WARNING: This section takes several hours or days.
First, download the NEologd dictionary as follows.
WORKDIR=/path/to/your/work/dir
cd $WORKDIR # move to the working directory
git clone --depth 1 https://github.com/neologd/mecab-unidic-neologd/
Then, extract the csv file of NEologd dictionary using unxz
command.
# if your system has the unxz command
unxz -k `ls mecab-unidic-neologd/seed/*.xz | tail -n 1`
# otherwise
docker run --rm -v $(pwd):/root/workspace tdmelodic:latest \
unxz -k `ls mecab-unidic-neologd/seed/*.xz | tail -n 1`
This will generate a CSV file named mecab-unidic-user-dict-seed.yyyymmdd.csv
.
Then, apply the patch to the NEologd dictionary which we have just extracted, as follows.
This creates a dictionary file neologd_modified.csv
in the working directory.
docker run --rm -v $(pwd):/root/workspace tdmelodic:latest \
tdmelodic-neologd-preprocess \
--input `ls mecab-unidic-neologd/seed/mecab-unidic-user-dict-seed*.csv | tail -n 1` \
--output neologd_modified.csv \
--no-rmdups --no-rm_wrong_yomi
--no-rmdups
, --no-rm_wrong_yomi
are options whether or not to remove certain words.

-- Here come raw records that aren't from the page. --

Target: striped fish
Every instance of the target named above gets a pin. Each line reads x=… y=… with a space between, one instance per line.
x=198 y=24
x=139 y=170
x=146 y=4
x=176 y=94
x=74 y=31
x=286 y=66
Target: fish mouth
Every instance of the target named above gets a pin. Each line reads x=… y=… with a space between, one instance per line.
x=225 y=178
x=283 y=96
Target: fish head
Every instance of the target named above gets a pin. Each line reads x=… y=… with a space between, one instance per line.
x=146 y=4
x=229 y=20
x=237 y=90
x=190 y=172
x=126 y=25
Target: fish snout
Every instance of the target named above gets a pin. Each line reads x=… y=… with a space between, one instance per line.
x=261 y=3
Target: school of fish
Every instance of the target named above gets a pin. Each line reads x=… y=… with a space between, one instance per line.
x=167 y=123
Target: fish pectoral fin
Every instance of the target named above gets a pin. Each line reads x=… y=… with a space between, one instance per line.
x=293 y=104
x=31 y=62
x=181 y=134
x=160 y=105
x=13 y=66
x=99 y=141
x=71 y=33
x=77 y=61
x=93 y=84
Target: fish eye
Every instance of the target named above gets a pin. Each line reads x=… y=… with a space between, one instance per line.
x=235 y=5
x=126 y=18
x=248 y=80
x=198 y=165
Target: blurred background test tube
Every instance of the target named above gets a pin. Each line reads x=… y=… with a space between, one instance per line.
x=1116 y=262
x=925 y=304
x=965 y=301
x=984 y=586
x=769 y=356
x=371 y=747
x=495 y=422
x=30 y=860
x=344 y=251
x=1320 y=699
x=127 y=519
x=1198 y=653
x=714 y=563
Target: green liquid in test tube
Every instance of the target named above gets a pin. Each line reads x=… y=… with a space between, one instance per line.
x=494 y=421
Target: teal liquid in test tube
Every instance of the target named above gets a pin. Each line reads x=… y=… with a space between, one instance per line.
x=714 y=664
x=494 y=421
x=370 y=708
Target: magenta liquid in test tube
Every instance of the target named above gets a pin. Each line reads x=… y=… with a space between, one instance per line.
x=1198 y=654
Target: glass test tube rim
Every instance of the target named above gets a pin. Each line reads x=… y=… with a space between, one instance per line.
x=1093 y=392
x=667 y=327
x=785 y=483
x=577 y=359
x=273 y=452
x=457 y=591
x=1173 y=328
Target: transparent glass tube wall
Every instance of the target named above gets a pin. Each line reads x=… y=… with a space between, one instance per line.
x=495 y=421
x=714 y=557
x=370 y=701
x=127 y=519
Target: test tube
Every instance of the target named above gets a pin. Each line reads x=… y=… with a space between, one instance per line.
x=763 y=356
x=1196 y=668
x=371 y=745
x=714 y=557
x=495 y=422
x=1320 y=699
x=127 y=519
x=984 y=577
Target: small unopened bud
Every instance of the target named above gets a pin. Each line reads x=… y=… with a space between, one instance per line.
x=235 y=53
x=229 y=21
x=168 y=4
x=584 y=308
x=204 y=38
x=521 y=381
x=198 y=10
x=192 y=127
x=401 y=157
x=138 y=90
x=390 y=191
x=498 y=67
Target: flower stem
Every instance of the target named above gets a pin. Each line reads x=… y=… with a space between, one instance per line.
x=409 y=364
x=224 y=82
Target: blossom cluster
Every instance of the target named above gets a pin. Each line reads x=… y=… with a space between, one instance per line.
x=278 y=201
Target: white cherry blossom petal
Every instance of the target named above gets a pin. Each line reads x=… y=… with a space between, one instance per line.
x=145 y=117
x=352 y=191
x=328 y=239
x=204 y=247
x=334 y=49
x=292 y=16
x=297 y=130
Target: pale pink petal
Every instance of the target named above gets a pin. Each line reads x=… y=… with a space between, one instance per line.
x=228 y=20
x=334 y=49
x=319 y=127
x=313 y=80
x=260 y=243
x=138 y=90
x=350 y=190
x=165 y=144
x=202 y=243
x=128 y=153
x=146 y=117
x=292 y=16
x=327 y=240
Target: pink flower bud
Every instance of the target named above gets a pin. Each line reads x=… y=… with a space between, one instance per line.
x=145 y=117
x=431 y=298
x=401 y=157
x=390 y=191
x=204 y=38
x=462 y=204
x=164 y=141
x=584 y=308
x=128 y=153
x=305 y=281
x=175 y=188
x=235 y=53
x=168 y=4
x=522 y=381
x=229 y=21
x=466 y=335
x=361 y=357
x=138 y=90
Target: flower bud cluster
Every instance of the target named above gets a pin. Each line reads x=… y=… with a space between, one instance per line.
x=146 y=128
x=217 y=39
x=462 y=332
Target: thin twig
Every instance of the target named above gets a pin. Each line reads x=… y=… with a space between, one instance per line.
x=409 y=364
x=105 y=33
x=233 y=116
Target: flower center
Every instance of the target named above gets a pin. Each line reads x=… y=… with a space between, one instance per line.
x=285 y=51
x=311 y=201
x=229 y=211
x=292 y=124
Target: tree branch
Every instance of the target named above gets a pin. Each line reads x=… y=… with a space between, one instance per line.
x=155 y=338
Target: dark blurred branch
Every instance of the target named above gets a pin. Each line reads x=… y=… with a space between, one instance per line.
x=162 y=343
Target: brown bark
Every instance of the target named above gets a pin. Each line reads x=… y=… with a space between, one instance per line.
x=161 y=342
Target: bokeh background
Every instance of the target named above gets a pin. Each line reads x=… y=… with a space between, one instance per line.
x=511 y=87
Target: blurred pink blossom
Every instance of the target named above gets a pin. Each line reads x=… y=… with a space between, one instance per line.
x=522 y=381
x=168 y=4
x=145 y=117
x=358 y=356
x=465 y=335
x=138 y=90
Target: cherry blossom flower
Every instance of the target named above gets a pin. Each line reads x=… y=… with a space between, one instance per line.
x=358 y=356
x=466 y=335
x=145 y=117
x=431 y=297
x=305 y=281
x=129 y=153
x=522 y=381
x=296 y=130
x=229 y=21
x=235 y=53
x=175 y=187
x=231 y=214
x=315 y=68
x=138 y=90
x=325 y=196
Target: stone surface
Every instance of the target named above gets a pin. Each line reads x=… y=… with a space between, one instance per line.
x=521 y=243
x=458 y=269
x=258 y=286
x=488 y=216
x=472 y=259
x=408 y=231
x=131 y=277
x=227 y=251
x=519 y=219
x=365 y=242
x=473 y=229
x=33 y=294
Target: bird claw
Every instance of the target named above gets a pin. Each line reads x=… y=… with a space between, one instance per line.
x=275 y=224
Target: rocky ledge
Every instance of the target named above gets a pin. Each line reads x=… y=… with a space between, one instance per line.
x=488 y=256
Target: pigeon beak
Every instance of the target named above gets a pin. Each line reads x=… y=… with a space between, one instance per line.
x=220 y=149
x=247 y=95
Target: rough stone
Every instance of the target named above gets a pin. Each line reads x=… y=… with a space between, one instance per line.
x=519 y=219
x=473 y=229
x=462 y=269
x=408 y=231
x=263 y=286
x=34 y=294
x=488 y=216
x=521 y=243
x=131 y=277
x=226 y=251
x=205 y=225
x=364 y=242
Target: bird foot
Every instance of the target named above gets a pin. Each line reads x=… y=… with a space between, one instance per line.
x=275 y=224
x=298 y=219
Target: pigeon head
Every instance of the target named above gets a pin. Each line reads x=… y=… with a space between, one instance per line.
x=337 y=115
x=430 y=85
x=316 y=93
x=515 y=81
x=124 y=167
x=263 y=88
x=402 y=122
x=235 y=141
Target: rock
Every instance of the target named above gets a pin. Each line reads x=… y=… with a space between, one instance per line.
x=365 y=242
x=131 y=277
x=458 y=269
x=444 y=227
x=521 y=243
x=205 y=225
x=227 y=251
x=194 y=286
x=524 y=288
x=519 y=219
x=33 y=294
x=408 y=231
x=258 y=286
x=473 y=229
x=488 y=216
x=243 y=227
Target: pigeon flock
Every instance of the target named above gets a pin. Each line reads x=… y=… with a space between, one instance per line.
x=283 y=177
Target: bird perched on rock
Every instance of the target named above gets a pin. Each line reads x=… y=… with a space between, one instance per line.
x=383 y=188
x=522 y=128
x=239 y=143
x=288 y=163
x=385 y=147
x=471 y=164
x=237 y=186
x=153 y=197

These options can be found with the following command.
docker run --rm tdmelodic:latest tdmelodic-neologd-preprocess -h
WARNING! THIS TAKES MUCH TIME! (FYI: It took about 2.5 hours in a MacBookPro, 5 hours in our Linux server.)
Now let generate the accent dictionary. It estimates the accent of the words listed in NEologd dictionary by a machine learning -based technique.
docker run --rm -v $(pwd):/root/workspace tdmelodic:latest \
tdmelodic-convert \
-m unidic \
--input neologd_modified.csv \
--output tdmelodic_original.csv
cp ${WORKDIR}/tdmelodic_original.csv ${WORKDIR}/tdmelodic.csv # backup
Unigram costs can be fixed using the following script.
cp ${WORKDIR}/tdmelodic.csv ${WORKDIR}/tdmelodic.csv.bak
docker run --rm -v $(pwd):/root/workspace tdmelodic:latest \
tdmelodic-modify-unigram-cost \
-i tdmelodic.csv.bak \
-o tdmelodic.csv